Search code examples
javaiteratorlistproperty

Remove no coincidents from two ListProperty


My goal is: Achieve two "identical" lists, removing non coincident objects from both of them in the less possible time.

What I've achieved: Two identical lists, removing non coincidents, but takes too long.

My problem is:

I have two big lists (800k records each), those lists are filled with objects (HashCode and Equals correctly implemented on those objects) and I need to delete the non coincident records on both lists. It could be only 3-100 records (nothing compared to 800k registers).

The problem is mainly performance, cause its taking 10+ minutes to do the operation.

This is what I've tried:

  • retainAll: this works, but takes too long

  • Using HashSet.retainAll: Can't use sets in my lists. It takes seconds, works wonderful, but I need duplicates

  • Manually: one by one from list 1 looking in list 2, saving no coincidents in a third list, repeat operation backwards in a 4th list, then using removeAll with both lists.

  • Iterators: looked like a good idea to copy lists, remove coincidences from both copied lists, this way I have less items each loop, and I only need to find once, because the remainings are non coincidents. Finally use removeAll to remove non coincidents from original lists, but still takes +-10 minutes.

I need to find a quicker way to do this, but can't figure it out.

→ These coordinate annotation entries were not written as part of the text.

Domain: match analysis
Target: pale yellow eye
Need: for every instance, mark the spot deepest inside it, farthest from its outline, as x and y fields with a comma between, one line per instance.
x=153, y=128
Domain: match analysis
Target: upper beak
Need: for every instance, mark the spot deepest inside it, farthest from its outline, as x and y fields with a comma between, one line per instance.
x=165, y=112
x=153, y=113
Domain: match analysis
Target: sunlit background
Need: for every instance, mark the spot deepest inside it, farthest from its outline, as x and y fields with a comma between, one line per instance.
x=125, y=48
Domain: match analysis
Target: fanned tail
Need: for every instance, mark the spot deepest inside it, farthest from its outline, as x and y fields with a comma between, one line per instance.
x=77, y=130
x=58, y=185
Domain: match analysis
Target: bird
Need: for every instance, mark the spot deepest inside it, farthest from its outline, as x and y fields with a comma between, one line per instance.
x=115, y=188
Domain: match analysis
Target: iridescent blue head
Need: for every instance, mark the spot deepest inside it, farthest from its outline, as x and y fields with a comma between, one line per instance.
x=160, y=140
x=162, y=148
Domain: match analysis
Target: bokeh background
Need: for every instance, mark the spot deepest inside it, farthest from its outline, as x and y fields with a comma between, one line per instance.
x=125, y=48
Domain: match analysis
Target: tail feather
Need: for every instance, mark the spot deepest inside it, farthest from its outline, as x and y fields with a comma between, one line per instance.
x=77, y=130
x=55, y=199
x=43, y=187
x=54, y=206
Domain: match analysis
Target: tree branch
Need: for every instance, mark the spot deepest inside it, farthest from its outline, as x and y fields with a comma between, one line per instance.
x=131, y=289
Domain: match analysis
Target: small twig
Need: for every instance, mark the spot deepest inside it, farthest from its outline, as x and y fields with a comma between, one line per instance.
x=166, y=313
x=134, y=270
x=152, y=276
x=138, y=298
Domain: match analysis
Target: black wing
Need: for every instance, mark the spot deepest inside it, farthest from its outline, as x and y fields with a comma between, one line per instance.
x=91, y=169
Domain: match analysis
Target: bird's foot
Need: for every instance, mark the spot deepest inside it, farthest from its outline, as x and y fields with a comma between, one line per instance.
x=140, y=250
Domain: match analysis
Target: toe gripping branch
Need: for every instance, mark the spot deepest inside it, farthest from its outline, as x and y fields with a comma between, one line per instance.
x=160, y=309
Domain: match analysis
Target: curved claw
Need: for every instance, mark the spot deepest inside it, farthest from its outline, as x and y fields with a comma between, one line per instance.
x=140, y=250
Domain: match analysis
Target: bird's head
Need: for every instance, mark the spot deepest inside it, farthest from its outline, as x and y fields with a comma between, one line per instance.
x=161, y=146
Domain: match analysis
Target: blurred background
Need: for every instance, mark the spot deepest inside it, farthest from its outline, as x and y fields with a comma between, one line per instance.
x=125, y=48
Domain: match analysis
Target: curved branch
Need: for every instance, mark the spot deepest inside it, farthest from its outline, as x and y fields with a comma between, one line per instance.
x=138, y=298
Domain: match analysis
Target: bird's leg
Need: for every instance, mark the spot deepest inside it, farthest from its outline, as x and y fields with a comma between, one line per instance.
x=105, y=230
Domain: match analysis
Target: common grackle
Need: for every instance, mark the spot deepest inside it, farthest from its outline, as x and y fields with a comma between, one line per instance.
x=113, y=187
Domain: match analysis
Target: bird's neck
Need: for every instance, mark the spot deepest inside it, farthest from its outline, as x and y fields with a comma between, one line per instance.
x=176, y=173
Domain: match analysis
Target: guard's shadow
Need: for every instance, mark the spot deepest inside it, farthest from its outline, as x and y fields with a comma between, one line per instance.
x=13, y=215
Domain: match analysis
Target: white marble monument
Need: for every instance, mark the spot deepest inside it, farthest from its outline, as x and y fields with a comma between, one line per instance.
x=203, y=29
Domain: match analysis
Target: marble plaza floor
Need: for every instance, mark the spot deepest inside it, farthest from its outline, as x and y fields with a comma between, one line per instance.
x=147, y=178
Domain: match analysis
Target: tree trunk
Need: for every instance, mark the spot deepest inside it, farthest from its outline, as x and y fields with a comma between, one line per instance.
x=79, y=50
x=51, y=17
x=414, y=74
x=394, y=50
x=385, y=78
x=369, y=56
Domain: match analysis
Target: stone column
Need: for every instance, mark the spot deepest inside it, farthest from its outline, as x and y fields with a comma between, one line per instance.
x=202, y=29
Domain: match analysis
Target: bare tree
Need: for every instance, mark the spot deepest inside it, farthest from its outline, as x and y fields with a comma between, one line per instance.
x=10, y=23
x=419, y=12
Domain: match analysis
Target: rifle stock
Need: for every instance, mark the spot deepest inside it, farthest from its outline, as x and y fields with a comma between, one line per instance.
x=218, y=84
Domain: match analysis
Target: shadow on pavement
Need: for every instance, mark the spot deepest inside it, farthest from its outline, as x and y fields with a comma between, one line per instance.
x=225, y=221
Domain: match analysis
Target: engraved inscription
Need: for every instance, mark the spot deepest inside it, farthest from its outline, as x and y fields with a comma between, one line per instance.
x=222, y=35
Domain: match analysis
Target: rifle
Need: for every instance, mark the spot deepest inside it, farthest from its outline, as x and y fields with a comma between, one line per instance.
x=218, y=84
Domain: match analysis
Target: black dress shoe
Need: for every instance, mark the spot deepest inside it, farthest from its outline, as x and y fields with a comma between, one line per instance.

About the duplicates: Sounds weird, but for my program 2 objects are equal if they have the same "name" but could have different values in other attributes that I need.


Solution

  • Not understanding all the reasons why you have equality on the name, but not the values.. or even how you determine if list A has "foo", and list B has 2x "foo" if you want to keep all "foo"...

    Here is an idea.. Make a HashSet of "name" to array of objects of the same name... now you can use retainAll and then quickly reconstruct the original collection from the hashset values.